Bigger dice usually roll better (this works for me at least).


----------



## Djinn24 (Jan 12, 2008)

Sounds like you pissed the dice gods off.


----------



## clever handle (Dec 14, 2009)

as a note: My "main" army is slaaneshi CSM - my blastmasters blow the fuck out of tanks left right & center... fucking karma.

how many players get pissed off when they roll nothing but 5's & 6's to hit because they KNOW they're going to immediately balance out by rolling nothing but 1's & 2's for effect?


----------



## Necrosis (Nov 1, 2008)

You might want to try some melta lances. There not as good as melta guns but they might allow you to pop some vehicles since they are ap1.


----------



## ArmyC (Jan 22, 2010)

I think I agree with bigger dice.

Most know that the dimpled dice skew the roll toward a 1. I think the study rolled 21% 1's rather than the expected 17%.

If the dimples are the problem, then larger dice should smooth out that effect.

The alternative is to drill dimples on the 2 side and color them in. That way each die has 2 fives. It raises the average roll from 3.5 to 4. That has helped my rolls tremendously.


----------



## Zaden (Oct 21, 2008)

ArmyC said:


> The alternative is to drill dimples on the 2 side and color them in. That way each die has 2 fives. It raises the average roll from 3.5 to 4. That has helped my rolls tremendously.
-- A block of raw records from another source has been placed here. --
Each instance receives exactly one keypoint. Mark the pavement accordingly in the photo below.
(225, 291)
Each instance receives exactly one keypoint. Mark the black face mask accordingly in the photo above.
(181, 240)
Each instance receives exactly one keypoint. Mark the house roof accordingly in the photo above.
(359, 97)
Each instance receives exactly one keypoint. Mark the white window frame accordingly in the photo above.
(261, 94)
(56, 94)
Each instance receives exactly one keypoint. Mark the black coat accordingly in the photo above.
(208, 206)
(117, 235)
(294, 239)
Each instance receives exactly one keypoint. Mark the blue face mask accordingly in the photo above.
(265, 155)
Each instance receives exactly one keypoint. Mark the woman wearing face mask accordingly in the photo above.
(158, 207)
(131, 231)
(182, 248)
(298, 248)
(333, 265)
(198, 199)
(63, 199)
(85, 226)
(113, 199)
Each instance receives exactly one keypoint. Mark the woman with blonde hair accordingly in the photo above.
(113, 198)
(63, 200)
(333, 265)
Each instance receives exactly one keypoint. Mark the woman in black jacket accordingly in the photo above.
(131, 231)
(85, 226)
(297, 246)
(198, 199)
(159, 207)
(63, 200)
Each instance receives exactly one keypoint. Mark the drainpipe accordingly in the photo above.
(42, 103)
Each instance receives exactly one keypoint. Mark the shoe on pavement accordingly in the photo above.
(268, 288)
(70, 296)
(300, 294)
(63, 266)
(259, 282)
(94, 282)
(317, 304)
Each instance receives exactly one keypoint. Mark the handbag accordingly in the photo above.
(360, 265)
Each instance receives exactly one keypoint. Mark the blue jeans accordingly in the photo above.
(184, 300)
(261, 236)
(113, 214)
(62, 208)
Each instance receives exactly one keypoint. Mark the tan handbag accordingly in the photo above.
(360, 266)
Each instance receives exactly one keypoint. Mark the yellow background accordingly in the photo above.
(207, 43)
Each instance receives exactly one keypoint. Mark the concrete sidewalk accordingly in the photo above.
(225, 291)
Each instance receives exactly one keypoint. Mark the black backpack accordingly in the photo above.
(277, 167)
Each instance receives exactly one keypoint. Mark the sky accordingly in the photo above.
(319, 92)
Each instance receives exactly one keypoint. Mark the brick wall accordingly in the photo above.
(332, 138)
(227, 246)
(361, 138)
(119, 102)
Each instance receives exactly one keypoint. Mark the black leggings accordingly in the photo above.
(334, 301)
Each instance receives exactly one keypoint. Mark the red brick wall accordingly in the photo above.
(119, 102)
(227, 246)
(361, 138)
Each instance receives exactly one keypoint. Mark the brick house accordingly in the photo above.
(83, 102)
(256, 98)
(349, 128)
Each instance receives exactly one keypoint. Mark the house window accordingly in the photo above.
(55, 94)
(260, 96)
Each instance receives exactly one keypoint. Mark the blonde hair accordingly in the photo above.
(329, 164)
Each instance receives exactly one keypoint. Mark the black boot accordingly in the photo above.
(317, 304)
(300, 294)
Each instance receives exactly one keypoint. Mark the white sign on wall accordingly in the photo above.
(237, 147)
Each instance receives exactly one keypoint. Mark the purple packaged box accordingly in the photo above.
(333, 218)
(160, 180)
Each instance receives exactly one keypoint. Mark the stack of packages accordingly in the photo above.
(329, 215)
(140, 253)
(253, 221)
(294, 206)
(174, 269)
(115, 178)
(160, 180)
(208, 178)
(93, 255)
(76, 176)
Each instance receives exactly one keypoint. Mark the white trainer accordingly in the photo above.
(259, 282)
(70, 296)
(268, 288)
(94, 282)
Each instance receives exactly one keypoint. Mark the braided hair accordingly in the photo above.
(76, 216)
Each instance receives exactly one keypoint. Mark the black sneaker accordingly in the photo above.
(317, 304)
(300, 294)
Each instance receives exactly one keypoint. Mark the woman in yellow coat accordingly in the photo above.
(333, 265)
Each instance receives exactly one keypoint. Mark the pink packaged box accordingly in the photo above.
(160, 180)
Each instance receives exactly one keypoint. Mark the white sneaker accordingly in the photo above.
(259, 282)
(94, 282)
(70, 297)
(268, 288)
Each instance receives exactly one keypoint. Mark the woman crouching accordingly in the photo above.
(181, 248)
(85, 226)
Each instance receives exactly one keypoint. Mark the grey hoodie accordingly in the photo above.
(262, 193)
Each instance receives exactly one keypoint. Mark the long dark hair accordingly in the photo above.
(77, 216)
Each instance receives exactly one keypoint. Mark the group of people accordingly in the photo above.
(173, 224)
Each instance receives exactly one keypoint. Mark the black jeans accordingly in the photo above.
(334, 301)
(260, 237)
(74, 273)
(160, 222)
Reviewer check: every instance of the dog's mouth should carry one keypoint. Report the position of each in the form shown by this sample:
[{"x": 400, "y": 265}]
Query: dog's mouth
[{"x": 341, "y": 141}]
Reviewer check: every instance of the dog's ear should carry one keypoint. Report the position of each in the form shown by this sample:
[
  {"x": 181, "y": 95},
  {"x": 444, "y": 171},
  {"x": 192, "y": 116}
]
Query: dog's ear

Lol..is this a serious post? ..in the Tactics forum?


----------



## Sephyr (Jan 18, 2010)

One question: are you letting the enemy vehicles get cover more than you should?

Don't just unload lance fire on vehicles. Maneuver to get shots without the cover save whenever possible. And despite the lance rule, sometimes it pays to try and get a shot at weaker armor; S8 is not quite killy against AV12!


----------



## clever handle (Dec 14, 2009)

... If I'm going to go that far why not turn my ones into sixes? Make my archon invulnerable to everything except shiled breaker rounds


----------



## clever handle (Dec 14, 2009)

Sephyr said:


> One question: are you letting the enemy vehicles get cover more than you should?
> 
> Don't just unload lance fire on vehicles. Maneuver to get shots without the cover save whenever possible. And despite the lance rule, sometimes it pays to try and get a shot at weaker armor; S8 is not quite killy against AV12!


this is without coversaves. Those odds I gave in my OP are purely based on unobscured vehicles AV12+.


----------



## Cyleune (Nov 10, 2010)

I've had this same problem a few times before, but usually I'm good with about 15 DL's.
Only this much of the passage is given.